All this points to an eventual but not imminent default. It is important to remember that default does not usually imply a complete wipe-out. Bondholders usually recover some proportion of their holdings. I would expect that some form of restructuring of the Greek debt is inevitable, whereby bondholders will see a percentage subtracted from the par value of the assets. The 5 per cent interest rate, relative to the market rate, may already be a metric of the size of a future restructuring. It is hard enough to imagine how Greece can get out of a simultaneous debt and competitiveness crisis without falling into some vicious circle – debt deflation, for example, or just extreme public hostility that will thwart the government’s reform efforts. But it is impossible, at least for me, to imagine a situation in which Greece can manage to extricate itself from a pending catastrophe without some debt restructuring.
The EU and its institutions do not come out of this with much glory. The European Council made a political statement on February 11 saying that it is willing to support Greece in principle, while subsequently failing to agree on a firm package. In March, they appeared to suggest they had a deal, when, in fact, they did not. There was a lot of deceit in the process. It took a speculative attack on the Greek bond market to bring about concrete action. A lot of harm has been done in the meantime.
It is still not a coherent policy. Many questions remain. For example, what will happen if Greece fails to repay the loan? Will the bond market interpret the deal as a sign that the EU will not let anyone fail who acts in good faith? Or will it start testing the EU’s solidarity for Portugal and possibly even Spain or Italy? There will come a point when the EU will no longer be in a position to help, even if it wants to.

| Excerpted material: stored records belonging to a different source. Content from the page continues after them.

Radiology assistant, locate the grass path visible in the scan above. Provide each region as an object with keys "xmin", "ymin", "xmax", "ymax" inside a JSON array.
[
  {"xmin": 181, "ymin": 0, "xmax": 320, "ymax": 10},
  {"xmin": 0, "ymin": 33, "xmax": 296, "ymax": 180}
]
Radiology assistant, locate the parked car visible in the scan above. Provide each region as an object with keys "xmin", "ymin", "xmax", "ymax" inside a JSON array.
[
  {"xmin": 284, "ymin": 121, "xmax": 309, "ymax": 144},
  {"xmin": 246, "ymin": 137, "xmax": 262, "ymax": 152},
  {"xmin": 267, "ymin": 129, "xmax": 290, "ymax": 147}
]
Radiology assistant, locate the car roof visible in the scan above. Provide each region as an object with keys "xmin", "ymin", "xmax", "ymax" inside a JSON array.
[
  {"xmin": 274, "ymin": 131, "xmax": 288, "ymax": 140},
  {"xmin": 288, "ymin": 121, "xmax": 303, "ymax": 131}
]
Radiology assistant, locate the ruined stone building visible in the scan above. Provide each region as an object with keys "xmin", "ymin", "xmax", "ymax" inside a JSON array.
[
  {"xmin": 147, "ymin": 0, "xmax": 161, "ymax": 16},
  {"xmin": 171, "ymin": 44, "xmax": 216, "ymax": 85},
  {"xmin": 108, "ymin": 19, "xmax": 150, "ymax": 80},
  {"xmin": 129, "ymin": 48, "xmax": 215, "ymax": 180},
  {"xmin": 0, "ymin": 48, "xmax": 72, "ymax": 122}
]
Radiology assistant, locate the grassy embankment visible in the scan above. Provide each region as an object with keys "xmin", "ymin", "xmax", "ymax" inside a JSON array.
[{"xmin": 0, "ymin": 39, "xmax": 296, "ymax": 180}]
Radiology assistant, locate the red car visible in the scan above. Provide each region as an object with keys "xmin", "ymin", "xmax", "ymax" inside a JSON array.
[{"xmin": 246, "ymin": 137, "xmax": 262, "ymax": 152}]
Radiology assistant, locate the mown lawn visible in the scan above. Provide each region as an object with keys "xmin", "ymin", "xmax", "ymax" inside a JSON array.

The cost of the Greek bail-out is not high, compared with the hypothetical alternative of uncontrolled Greek default inside the eurozone. Portugal is a smaller country than Greece, in terms of gross domestic product, but Spain is the eurozone’s fourth-largest economy, with an annual GDP of more than €1,000bn ($1,350bn, £875bn) at current market prices. Is this going to be a sovereign-level re-run of the bail-out decision taken by the US government in respect of Bear Stearns and Lehman Brothers? Will Greece be lucky because it was the first ones to receive help, while Portugal and Spain, like Lehman beforehand, will enjoy no such support?
It is impossible to answer these questions. But it is evident that whatever will be agreed will only apply to Greece. The EU has still not provided a generalised crisis resolution regime. I suspect that smart investors know that.